Dumpcap hangs while running ring capture
I am trying to create a python program that continuously capture packets using ring buffer option and .pcap file is then analysed by tshark which output packets in pdml format. but after few seconds dumpcap hangs. I have not able to find the root cause, I hope someone can help me out.
import subprocess
import os
import logging
from typing import Generator
from pathlib import Path
logging.basicConfig(
level=logging.INFO,
format='%(asctime)s - %(levelname)s - %(message)s'
)
logger = logging.getLogger(__name__)
class ProcessError(Exception):
"""Custom exception for process-related errors"""
pass
class PacketCaptureLib:
def __init__(
self,
interface: str,
output_file: str,
filter_expr: str = "smb2",
num_files: int = 10,
filesize_kb: int = 1024,
duration_sec: int = 1
):
self.interface = interface
self.output_file = output_file
self.filter_expr = filter_expr
self.num_files = num_files
self.filesize_kb = filesize_kb
self.duration_sec = duration_sec
self.capture_process = None
self.tshark_process = None
output_dir = os.path.dirname(self.output_file)

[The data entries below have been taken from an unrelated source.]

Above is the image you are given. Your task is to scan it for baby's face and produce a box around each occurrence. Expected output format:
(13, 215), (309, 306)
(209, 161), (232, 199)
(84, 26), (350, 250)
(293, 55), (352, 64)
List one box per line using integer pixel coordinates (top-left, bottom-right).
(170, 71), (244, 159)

if output_dir and not os.path.exists(output_dir):
try:
os.makedirs(output_dir)
logger.info(f"Created output directory: {output_dir}")
except OSError as e:
raise ProcessError(f"Failed to create output directory {output_dir}: {e}")
self._setup_paths()
def _setup_paths(self):
"""Setup Wireshark executable paths"""
default_path = "C:\\Program Files\\Wireshark"
self.dumpcap_path = os.path.join(default_path, "dumpcap.exe")

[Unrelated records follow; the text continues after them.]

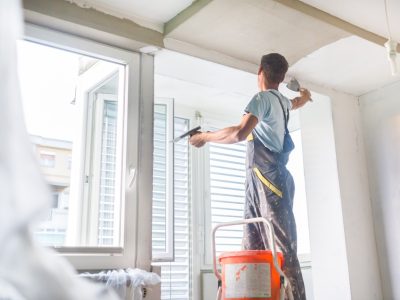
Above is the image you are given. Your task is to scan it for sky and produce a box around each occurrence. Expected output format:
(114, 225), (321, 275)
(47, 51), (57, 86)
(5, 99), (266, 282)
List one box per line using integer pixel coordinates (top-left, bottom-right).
(18, 41), (81, 141)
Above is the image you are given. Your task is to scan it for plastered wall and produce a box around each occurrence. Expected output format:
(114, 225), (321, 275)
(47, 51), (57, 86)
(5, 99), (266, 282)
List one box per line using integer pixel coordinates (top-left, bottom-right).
(360, 82), (400, 299)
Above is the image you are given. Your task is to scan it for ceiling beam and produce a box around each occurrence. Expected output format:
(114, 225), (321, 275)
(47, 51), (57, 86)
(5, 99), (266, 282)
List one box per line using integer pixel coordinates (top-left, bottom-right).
(274, 0), (400, 52)
(164, 0), (213, 36)
(23, 0), (164, 47)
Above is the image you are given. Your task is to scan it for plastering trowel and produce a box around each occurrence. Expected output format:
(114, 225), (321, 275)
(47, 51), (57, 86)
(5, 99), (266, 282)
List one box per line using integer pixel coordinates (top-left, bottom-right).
(286, 77), (312, 102)
(172, 126), (201, 143)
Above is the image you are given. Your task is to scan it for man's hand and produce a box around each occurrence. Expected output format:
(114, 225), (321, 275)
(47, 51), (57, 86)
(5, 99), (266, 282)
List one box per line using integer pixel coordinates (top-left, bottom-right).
(291, 88), (312, 110)
(300, 88), (312, 102)
(189, 131), (206, 148)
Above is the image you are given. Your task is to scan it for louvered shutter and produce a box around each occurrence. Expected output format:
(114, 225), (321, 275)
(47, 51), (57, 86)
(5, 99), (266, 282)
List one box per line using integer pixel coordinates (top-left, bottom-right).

self.tshark_path = os.path.join(default_path, "tshark.exe")
if not os.path.exists(self.dumpcap_path):
raise FileNotFoundError(f"dumpcap.exe not found at {self.dumpcap_path}")

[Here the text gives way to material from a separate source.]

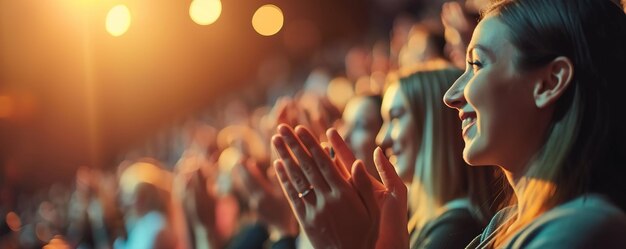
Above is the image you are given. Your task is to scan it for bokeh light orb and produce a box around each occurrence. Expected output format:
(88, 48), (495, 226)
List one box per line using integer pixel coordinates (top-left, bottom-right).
(252, 4), (284, 36)
(189, 0), (222, 25)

if not os.path.exists(self.tshark_path):
raise FileNotFoundError(f"tshark.exe not found at {self.tshark_path}")
def _start_capture(self) -> subprocess.Popen:
"""Start packet capture process"""
command = [
self.dumpcap_path,
"-i", self.interface,
"-b", f"files:{self.num_files}",
"-b", f"filesize:{self.filesize_kb}",
"-b", f"duration:{self.duration_sec}",
"-b", "printname:stdout",
"-w", self.output_file
]
process = subprocess.Popen(
command,
stdout=subprocess.PIPE,
stderr=subprocess.PIPE,
text=True,
bufsize=1,
creationflags=subprocess.CREATE_NO_WINDOW
)
if process.poll() is not None:
stderr = process.stderr.read()
raise ProcessError(f"Dumpcap failed to start: {stderr}")
return process
def _analyze_file(self, filepath: str) -> Generator[str, None, None]:
"""Analyze a PCAP file and yield PDML content"""
command = [
self.tshark_path,
"-r", filepath,
"-Y", self.filter_expr,
"-T", "pdml"
]
process = subprocess.Popen(
command,
stdout=subprocess.PIPE,
stderr=subprocess.PIPE,
text=True,
bufsize=1,
creationflags=subprocess.CREATE_NO_WINDOW
)
if process.poll() is not None:
stderr = process.stderr.read()
raise ProcessError(f"Tshark failed to start: {stderr}")
buffer = []
in_packet = False
while True:
line = process.stdout.readline()
if not line:
break
line = line.strip()
if line.startswith("<packet>"):
in_packet = True
buffer = [line]
elif line.endswith("</packet>"):
buffer.append(line)
yield "\n".join(buffer)
buffer = []
in_packet = False
elif in_packet:
buffer.append(line)
process.terminate()
try:
process.wait(timeout=5)
except subprocess.TimeoutExpired:
process.kill()
process.wait()
def cleanup(self):
"""Cleanup processes"""
for process in [self.capture_process, self.tshark_process]:
if process and process.poll() is None:
try:
process.kill()
process.wait(timeout=5)
except subprocess.TimeoutExpired:
process.kill()
process.wait()
except Exception as e:
logger.error(f"Error stopping process: {e}")
def capture_packets(self) -> Generator[str, None, None]:
"""Capture and analyze packets, yielding packet"""
try:
self.capture_process = self._start_capture()
while True:
filepath ...
If it is hanging, a likely culprit with subprocesses is that one of the pipes is full and you're not reading from it. For example, you don't appear to read the dumpcap stderr (except in cases where it fails fo start.)